Est ce donc correct que comme etc/portage/package.use n'existe pas chez moi, je peux le créer et y mettre 

=dev-lang/php-5.2.4_pre200708051230-r2 -gd-external    ou me trompe-je  ?  Merci

----------

## kwenspc

 *VikingB wrote:*   

> Est ce donc correct que comme etc/portage/package.use n'existe pas chez moi, je peux le créer et y mettre 
> 
> =dev-lang/php-5.2.4_pre200708051230-r2 -gd-external    ou me trompe-je  ?  Merci

 

Aucun soucis.

----------

## boozo

 *kwenspc wrote:*   

>  *VikingB wrote:*   Est ce donc correct que comme etc/portage/package.use n'existe pas chez moi, je peux le créer et y mettre 
> 
> =dev-lang/php-5.2.4_pre200708051230-r2 -gd-external    ou me trompe-je  ?  Merci 
> 
> Aucun soucis.

 

oui c'est sûr mais à mon avis le plus simple : c'est encore de n'en garder qu'un seul des deux en global point-barre  :Rolling Eyes: 

 *VikingB wrote:*   

> Ensuite j'ai rajouté dans mes USE flags: gd gd-external et me retrouve avec ce message-ci 

 

----------

## VikingB

Me voilà avec le message suivant ...

 *Quote:*   

> make: *** [ext/interbase/ibase_query.lo] Erreur 1
> 
>  *
> 
>  * ERROR: dev-lang/php-5.2.4_pre200708051230-r2 failed.
> ...

 

Je viens de supprimer gd external dans les USE et de retenter l'opération: sans succès...Last edited by VikingB on Wed Oct 10, 2007 3:50 pm; edited 1 time in total

----------

## boozo

 *VikingB wrote:*   

> Me voilà avec le message suivant ...
> 
>  *Quote:*   make: *** [ext/interbase/ibase_query.lo] Erreur 1
> 
>  *
> ...

 

C'aurait été mieux avec le message d'erreur... mais par chance il en restait une ligne ^^

Ton problème avec interbase (as-tu besoin du support d'ailleurs?) viens probablement du USEflag firebird || interbase qui doit être tant ton make.conf.

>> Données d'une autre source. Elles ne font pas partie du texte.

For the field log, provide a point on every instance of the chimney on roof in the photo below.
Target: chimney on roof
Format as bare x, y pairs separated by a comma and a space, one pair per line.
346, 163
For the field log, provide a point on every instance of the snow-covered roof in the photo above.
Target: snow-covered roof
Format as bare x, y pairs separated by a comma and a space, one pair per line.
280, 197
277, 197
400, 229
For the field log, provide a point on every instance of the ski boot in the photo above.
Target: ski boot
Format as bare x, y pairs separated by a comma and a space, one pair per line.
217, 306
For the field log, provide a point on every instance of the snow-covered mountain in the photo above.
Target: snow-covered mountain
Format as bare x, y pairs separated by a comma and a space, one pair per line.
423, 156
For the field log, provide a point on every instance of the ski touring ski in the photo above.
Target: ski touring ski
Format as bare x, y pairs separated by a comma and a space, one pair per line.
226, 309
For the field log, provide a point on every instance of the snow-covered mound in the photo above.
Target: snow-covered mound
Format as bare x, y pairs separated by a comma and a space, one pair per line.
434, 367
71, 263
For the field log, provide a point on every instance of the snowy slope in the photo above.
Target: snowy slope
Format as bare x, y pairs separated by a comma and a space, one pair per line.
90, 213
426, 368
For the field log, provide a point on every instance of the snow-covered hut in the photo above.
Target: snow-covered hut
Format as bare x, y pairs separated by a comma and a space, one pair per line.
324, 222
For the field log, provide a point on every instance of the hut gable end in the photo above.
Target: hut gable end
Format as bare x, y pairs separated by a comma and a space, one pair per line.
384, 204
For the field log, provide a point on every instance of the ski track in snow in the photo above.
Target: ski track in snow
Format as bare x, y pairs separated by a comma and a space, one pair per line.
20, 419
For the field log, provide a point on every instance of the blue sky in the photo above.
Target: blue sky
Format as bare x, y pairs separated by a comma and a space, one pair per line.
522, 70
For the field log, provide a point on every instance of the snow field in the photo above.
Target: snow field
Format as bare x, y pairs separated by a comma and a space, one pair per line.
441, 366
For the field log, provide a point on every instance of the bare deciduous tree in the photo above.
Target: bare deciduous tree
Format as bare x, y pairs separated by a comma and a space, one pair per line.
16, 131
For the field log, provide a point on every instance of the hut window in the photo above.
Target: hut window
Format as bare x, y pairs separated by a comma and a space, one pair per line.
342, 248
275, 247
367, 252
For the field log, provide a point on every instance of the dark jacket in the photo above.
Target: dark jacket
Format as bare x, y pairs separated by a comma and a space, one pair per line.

D'après ce post qui fait référence à un bug sur cette version cela a été corrigé (#23)

Donc en fait tu pourrais sans doute faire un unpgrade de php qui est également disponible en version stable 5.2.4_p20070914-r2 qui elle ne devrait pas présenter le problème   :Wink: 

ps: ton dernier sync / upgrade world date de quand ?

----------

## VikingB

Le dernier devait dater d'il y a une dizaine de jours si ma mémoire est bonne .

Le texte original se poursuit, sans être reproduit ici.